20. He (the bishop) does not have the right to accept clergy from other dioceses or archdioceses permanently or for a long period of time unless he receives written permission from the metropolitan.


[1] Translator’s note: this could also be rendered ‘diocesan bishop, mutran- metropolitan’. However, throughout the translation I have translated ‘abrashiyya’ as ‘archdiocese’ and ‘usqufiyya’ as ‘diocese’ which seems to be a distinction that the author consistently makes. It is unclear if ‘mutran-metropolitan’ is an appositive for ‘sa'ib abrashiyya’.

[2] Despite the fact that the Holy Synod of Antioch in many of its sessions and constitutions has only mentioned the matter of bishops in a very cursory way, it has mentioned them in passing with much interest.
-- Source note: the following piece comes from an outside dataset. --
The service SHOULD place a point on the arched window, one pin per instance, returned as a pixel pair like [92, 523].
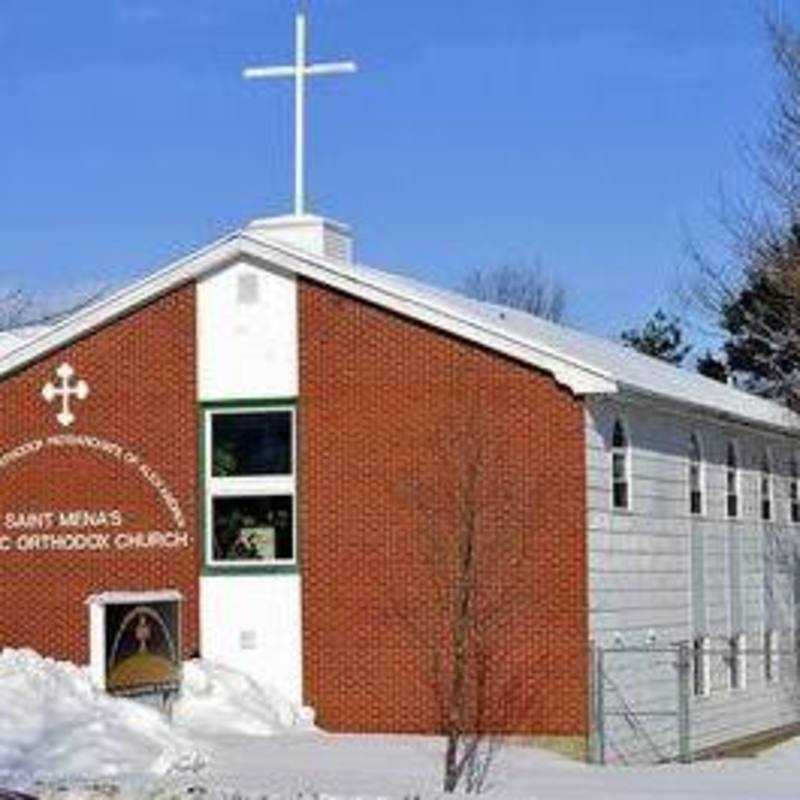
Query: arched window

For example in the canons of the Greek Orthodox Church of Antioch that was decided in the session of the Holy Synod of Antioch that was held at the Patriarch’s complex in Damascus on April 2, 1952 it says the following: “What is said in paragraphs four and five of this canon regarding the election of the bishop and his rights and responsibilities, including the assistant bishop (usquf mu’awin) to the patriarch, his nomination is that patriarch’s” The assistant bishop is called the patriarchal vicar, as decided by the basic canon of the Greek Orthodox Patriarchate of Antioch, which was decided by the general Orthodox congress meeting on the November 18-19, 1955. In this same canon it says for the first time that the fullness of the dioceses [kuliyyiat al-usqufiyyat] “is in all the dioceses and the connected agencies”. Here is the question, what are these dioceses? It appears that greater concern and regard for the matter of the bishops is in the internal order of the See of Antioch published on April 7, 1983 which dedicates to the bishop articles 75 to 81, with the content of 81 with the broad parallels it makes between the metropolitan and the bishop in numerous matters.

[3] Translator’s note: This information is erroneous. The Russian bishop at this time did not carry the title metropolitan.

[4] The archdiocesan or metropolitan synod includes the bishops of dioceses with the metropolitan of the capital of the region and meets under his leadership.

[5] Translator’s note: this sentence does not have an explicit subject in the original. Presumably the sense requires the subject to be ‘bishops (usquf)’ in the sense of ‘bishops who are not metropolitans’.